Furthermore, the prognostic value of the pattern of metastases was also evaluated for stage IV GC patients. The median OS for patients with one, two, three, and four metastatic sites was 6, 4, 4, and 3 months, respectively. Patients with single-site metastasis exhibited survival benefits over patients with multiple-site metastases (p < 0.001 for both CSS and OS). However, no significant difference was observed between patients with two, three or four metastatic sites (p >0.05 for both CCS and OS) (Supplementary Fig. 4).
Analysis of prognostic factors using Multivariable Cox regression
Multivariate Cox regression analysis was performed to evaluate the association of significant variables with the prognosis of metastatic GC. The results indicated that both CSS and OS were significantly improved in GC patients who underwent primary resection (HR, 0.48; 95% CI, 0.41-0.56; p< 0.001) and those who received chemotherapy (HR, 0.37; 95% CI, 0.34-0.40; p< 0.001). Lung metastasis (HR, 0.77; 95% CI, 0.67-0.89; p< 0.001) and liver metastasis (HR, 0.82; 95% CI, 0.74-0.92; p= 0.001) was significantly associated with improved CSS and OS of GC patients compared with bone metastasis (Table 2). In the overall cohort, patients aged > 65, undifferentiated cancer, signet ring cancer, who were single, or had multiple-site metastases were found to be statistically significant independent prognostic factors for poor survival, while primary surgical treatment and chemotherapy were protective factors. However, in the single-site metastasis cohort and the overall patient cohort, there was no significant association between the GC patients who underwent metastatic surgery and CSS/OS. (Supplementary Table 1)
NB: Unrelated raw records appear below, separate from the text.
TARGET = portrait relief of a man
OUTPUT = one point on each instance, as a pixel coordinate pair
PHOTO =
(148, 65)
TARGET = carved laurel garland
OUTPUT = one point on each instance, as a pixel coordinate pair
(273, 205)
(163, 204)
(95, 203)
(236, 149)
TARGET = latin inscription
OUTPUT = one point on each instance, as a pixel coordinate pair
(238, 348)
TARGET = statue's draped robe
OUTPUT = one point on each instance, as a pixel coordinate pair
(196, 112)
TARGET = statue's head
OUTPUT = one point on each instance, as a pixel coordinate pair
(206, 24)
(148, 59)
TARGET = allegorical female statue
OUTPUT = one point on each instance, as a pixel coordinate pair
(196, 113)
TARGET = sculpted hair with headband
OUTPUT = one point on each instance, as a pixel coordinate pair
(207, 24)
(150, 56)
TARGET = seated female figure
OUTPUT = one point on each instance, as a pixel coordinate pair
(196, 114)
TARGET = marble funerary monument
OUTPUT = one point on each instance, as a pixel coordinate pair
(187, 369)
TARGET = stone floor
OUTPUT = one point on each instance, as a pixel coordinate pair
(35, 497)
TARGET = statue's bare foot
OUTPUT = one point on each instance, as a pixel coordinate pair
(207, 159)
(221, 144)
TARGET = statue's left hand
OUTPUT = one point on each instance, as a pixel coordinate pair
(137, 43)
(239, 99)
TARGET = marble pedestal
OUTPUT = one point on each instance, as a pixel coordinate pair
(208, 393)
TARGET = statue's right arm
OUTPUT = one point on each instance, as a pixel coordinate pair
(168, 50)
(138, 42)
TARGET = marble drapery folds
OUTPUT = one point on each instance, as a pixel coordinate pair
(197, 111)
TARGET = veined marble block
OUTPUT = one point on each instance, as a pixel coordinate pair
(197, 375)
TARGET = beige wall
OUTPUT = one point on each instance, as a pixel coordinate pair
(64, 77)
Prognostic factors associated with surgery
In a multivariable logistic regression model, patients with gastric cardia cancer (OR, 3.36; 95% CI, 2.37-4.83; p< 0.001), who were unmarried (OR, 1.75; 95% CI, 1.27-2. 42; p< 0.001), had signet ring cell cancer (OR, 1.82; 95% CI, 1.12-3.04; p= 0.018), or who underwent chemotherapy (OR, 1.59; 95% CI, 1.17-2.16; p= 0.003) were less likely to undergo primary surgery. Considering bone metastasis as a reference, GC patients with brain (OR, 0.20; 95% CI, 0.07-0.58; p= 0.002), lung (OR, 0.48; 95% CI, 0.25-0.91; p= 0.025) or liver (OR, 0.52; 95% CI, 0.30-0.86; p= 0.015) metastasis were more likely to receive primary tumor resection (Table 3). In the metastatic tumor resection cohort, GC patients older than 65 years (OR, 1.44; 95% CI, 1.03-2.02; p= 0.036) or male patients (OR, 1.61; 95% CI, 1.35-2.27; p= 0.007) were less likely to receive metastatic tumor resection. In addition, GC patients with mucinous adenocarcinoma of the stomach (OR, 0.27; 95% CI, 0.13-0.61; p < 0.001) and GC patients who underwent primary resection (OR, 0.13; 95% CI, 0.08-0.19; p < 0.001) were more likely to receive metastasis resection. Compared to GC patients with liver metastasis, GC patients with brain metastasis (OR, 0.07; 95% CI, 0.04-0.14; p < 0.001), lung metastasis (OR, 0.37; 95% CI, 0.24-0.58; p < 0.001) or bone metastasis (OR, 0.44; 95% CI, 0.28-0.69; p < 0.001) were more likely to undergo metastatic surgery (Supplementary Table 2).